Providing uncovered services? Use these modifiers
By Brett Baker
Q: What modifiers can I use on claims for services that Medicare may not cover, and how do I use them?
A: In March of this year, the Centers for Medicare and Medicaid Services (CMS) introduced two new modifiers to include on claims for services that Medicare may not cover. The two modifiers—and an existing code—are described below.
GY modifier. You can use this modifier to indicate that you are submitting a claim for a service that you know Medicare excludes from coverage by law. Append the modifier to the code, for example, to bill for a periodic preventive examination that you provide to a patient who has no sign, symptom, illness or injury.
You may submit the claim for a noncovered service that a beneficiary insists on receiving, or to facilitate a denial so the claim can be forwarded to a secondary payer. Using this modifier will speed Medicare's decision to deny the claim. Once you receive a denial notice, you can bill the beneficiary your usual charge.
Your patient does not have to sign an advance beneficiary notice (ABN) because beneficiaries are expected to know which services Medicare does not cover by law.
GZ modifier. You can use this modifier when you expect a service to be denied because it fails to meet Medicare's "reasonable and necessary" criteria and the patient has not signed an ABN form. If a patient has a specimen tested without first coming to your office, for example, use this modifier when you bill for the service to indicate that you know the patient should have signed an ABN form.
If Medicare denies payment and the patient has not signed an ABN, you generally cannot bill the patient for services. CMS has said that using the GZ modifier, however, removes any suspicion that you routinely bill for services that fail to meet Medicare's "reasonable and necessary" criteria.
GA modifier. Use the existing GA modifier when you expect a service to be denied because it fails to meet Medicare "reasonable and necessary" criteria and the patient has signed an ABN form.
Physicians typically ask beneficiaries to sign an ABN form when a service is eligible for Medicare coverage but may be denied under certain circumstances. You might ask beneficiaries to sign an ABN, for example, if you think that Medicare may determine that a laboratory test is being provided too frequently.

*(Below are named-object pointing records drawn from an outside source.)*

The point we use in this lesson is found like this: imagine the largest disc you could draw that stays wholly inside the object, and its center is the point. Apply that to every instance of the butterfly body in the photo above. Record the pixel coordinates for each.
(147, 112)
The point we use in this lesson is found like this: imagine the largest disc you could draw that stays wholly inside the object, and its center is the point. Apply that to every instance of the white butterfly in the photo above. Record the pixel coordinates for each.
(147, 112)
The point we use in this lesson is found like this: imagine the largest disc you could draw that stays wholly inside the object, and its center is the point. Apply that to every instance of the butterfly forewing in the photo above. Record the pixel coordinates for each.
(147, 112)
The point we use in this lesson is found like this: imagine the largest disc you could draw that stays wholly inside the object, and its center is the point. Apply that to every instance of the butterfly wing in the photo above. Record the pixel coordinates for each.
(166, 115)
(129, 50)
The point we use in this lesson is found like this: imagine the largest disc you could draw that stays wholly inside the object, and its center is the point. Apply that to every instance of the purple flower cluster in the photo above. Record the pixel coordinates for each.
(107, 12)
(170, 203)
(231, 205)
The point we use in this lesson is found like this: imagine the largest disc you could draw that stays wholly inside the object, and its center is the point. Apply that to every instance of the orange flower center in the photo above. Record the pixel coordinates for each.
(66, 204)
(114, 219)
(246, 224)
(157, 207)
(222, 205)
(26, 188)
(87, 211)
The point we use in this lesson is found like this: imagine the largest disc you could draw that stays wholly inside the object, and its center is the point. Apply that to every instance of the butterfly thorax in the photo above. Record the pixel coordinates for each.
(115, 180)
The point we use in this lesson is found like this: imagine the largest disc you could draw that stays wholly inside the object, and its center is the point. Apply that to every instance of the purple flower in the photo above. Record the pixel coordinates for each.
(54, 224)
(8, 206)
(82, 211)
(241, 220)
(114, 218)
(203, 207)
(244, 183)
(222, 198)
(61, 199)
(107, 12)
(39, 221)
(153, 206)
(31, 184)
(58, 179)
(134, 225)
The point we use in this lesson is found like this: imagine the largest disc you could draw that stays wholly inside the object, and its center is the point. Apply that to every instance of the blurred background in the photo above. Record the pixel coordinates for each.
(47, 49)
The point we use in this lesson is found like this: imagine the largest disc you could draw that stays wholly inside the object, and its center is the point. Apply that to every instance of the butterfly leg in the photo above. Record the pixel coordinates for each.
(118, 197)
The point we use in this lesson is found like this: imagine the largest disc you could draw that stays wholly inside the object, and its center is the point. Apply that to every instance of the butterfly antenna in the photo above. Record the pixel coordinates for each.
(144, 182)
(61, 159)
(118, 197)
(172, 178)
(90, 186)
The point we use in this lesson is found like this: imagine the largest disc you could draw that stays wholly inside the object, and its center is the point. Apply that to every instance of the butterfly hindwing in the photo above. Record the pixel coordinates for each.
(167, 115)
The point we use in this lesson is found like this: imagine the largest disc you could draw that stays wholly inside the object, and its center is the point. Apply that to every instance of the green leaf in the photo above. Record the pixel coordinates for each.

Medicare will not automatically deny a claim with a GA modifier, and using the modifier is irrelevant if Medicare decides to pay the claim. If Medicare denies a service submitted with the modifier, however, the patient must pay you for the service (or use a secondary insurer).
Charts illustrating CMS' policy on these modifiers are online at www.hcfa.gov/medlearn/refabn.htm. Scroll down to "exhibits" and click on the link to each modifier.
Brett Baker is a third-party payment specialist in the College's Washington office.
ACP-ASIM's efforts helped make the above modifiers less burdensome for physicians.
When CMS first proposed the modifiers in April 2001, ACP-ASIM and other medical organizations complained that physicians were being asked to provide too much information with their claims. CMS scaled back the policy, but the College continued to express concerns that the new modifiers would be too burdensome to physicians.
As a result, CMS agreed to ACP-ASIM's recommendation that the modifiers be made voluntary. The College has also urged CMS to make sure that carriers notify beneficiaries when they are responsible for paying for services that are not covered by Medicare.